# new tank



## juanke (Feb 19, 2013)

hey everyone! So I currently have a 40g breeder lake tang tank and have recently acquired another 40g breeder and was wondering what other fish that style tank would be ideal for?


----------



## Eric_S (Feb 27, 2007)

More Tangs! What fish do you have in the first 40?


----------



## juanke (Feb 19, 2013)

I have 2 bristle noses, some multis and blue neons. I think I want this one to be something other than a tang tank. But still cichlids, and a lively tank if possible. I've got a bunch of Texas holey rock too that I can use.


----------



## crackjack135 (Oct 2, 2012)

Any suggestions?


----------



## clhinds78 (Jul 27, 2012)

If it were me I would do a low-tech planted tank with apistos, rams, some Australian rainbows and maybe a pair of angels. Add a school of corey cats and a BN pleco and that would make a sweet setup!


----------



## dsiple3 (Mar 4, 2014)

Check out the Articles section for cookie cutter tanks. You can get some good ideas to start from. The suggested fish are all appropriate for this size tank.
Here's the link:
http://www.cichlid-forum.com/articles/c ... er_40g.php


----------



## juanke (Feb 19, 2013)

so *** been looking into the apistogramma and from what *** read, it says they're difficult to care for? and that i should have a ph of somewhere around 7.0 or so, but mine is 7.8 with holey rock and driftwood. For filtration, I have access to a marineland 160 canister i believe, will that be acceptible or do I need bigger? sorry for all the questions, im just trying to get it all right


----------



## clhinds78 (Jul 27, 2012)

juanke said:


> so I've been looking into the apistogramma and from what I've read, it says they're difficult to care for? and that i should have a ph of somewhere around 7.0 or so, but mine is 7.8 with holey rock and driftwood. For filtration, I have access to a marineland 160 canister i believe, will that be acceptible or do I need bigger? sorry for all the questions, im just trying to get it all right


I think apistos are fairly hardy. Tank raised fish won't require as low of a ph if that's what they were raised in. Try to find fish that were raised in similar water to yours.

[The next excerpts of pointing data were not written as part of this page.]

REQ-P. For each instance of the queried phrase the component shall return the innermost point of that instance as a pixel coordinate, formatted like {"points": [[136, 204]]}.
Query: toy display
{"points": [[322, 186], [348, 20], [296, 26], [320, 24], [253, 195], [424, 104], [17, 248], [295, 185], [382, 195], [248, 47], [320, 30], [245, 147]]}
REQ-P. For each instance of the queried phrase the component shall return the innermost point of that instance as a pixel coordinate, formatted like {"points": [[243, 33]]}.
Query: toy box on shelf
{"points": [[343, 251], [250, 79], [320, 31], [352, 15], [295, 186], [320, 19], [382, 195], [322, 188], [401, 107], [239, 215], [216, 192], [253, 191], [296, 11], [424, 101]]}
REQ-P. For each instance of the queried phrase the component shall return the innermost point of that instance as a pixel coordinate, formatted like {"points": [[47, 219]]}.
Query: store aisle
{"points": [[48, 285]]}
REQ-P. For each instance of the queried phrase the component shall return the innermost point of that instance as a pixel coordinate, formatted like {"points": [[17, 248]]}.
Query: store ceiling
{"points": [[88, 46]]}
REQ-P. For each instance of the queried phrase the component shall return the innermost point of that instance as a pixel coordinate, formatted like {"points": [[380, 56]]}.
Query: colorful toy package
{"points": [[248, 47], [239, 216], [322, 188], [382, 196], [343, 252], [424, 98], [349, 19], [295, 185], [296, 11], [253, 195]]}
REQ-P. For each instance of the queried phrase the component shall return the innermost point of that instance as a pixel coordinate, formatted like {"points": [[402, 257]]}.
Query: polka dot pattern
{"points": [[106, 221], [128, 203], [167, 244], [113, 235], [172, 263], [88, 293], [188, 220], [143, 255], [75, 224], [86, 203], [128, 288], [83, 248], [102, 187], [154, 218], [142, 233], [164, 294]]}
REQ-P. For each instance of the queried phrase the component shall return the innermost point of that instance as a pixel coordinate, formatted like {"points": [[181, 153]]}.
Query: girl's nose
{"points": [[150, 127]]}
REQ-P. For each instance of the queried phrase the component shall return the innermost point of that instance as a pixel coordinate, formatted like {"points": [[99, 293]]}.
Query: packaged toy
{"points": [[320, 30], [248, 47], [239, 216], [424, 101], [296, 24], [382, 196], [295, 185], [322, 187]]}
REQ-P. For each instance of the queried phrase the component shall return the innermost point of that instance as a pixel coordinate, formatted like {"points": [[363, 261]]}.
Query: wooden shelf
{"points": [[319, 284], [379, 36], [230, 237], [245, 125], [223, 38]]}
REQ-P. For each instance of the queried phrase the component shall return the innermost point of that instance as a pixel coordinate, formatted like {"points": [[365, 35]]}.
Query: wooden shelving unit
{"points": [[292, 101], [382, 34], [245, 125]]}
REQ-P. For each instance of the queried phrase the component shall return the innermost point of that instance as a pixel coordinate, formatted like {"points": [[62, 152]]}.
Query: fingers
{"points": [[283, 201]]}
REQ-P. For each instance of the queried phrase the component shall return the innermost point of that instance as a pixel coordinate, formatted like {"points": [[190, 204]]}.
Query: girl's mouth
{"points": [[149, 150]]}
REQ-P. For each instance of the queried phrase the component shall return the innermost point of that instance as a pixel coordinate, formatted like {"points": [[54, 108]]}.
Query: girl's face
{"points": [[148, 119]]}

File size requirement depends on the amount of fish. You would probably be ok with a c160 if you only have a few fish in the tank say 6-8 3-4" fish. Optimally, you'd want to aim for around 8-10x the water volume an hour. So for a tank that size a filter that does 300-400gph would be best.

Right now the driftwood and holey rock and kind of equalizing each other. The driftwood will lower you ph where as the holey rock will raise. If you want to go with south americans and a planted tank I would get rid of the holey rock. Use something like seachem bio matrix or bio balls for filtration.


----------



## juanke (Feb 19, 2013)

So I was thinking about may be a pair of anglefish, 8-10 neon tetras, 3triple red apistos, a few snails, 5-6 cory catfish and maybe some rainbow fish. I haven't decided on them yet tho.
*** taken out all the holey rock and am about to sell them to someone local. So now after I do that I was gonna buy more driftwood and a bunch of low light plants and put them in the tank and do a fish less cycle


----------



## mambee (Apr 13, 2003)

I foresee a few problems with your plans. Angelfish will eat your neons. I would substitute rummynose tetras. Also, angelfish need to be kept in groups to spread out the aggression. I had 2 angels that couldn't coexist in a 90 gallon tank. Rainbowfish also do best in groups and get fairly large. There are plenty of nice tetras that would work better. I'm thinking lemon tetras, pristella tetras or black phantom tetras.


----------



## juanke (Feb 19, 2013)

so id have the same amount of rummynose instead of neons, the 3 apistos, the corys, and 6-7 lemon tetras. with the fish that i listed, would 3 or 4 angles even work?


----------



## mambee (Apr 13, 2003)

I think that would work. You can even substitute Bolivian rams if you can't find the apistos.


----------



## juanke (Feb 19, 2013)

I've already been in touch with a guy at my local club that breeds them and some other kinds. How many angels would you recommend, like 4? Do you think that would be too many fish for the tank?


----------



## mambee (Apr 13, 2003)

I would go with 4 angels and start with 6 of either rummynoses or lemon tetras and see how stocked you tank looks. Rummynoses are one of my favorites because they are so active. You can also add some low light plants such as anubias, crypts or java fern.


----------



## juanke (Feb 19, 2013)

So I just bought 5 rainbow cichlids at my local club for 2$, can these go in the tank as well or in place of something?


----------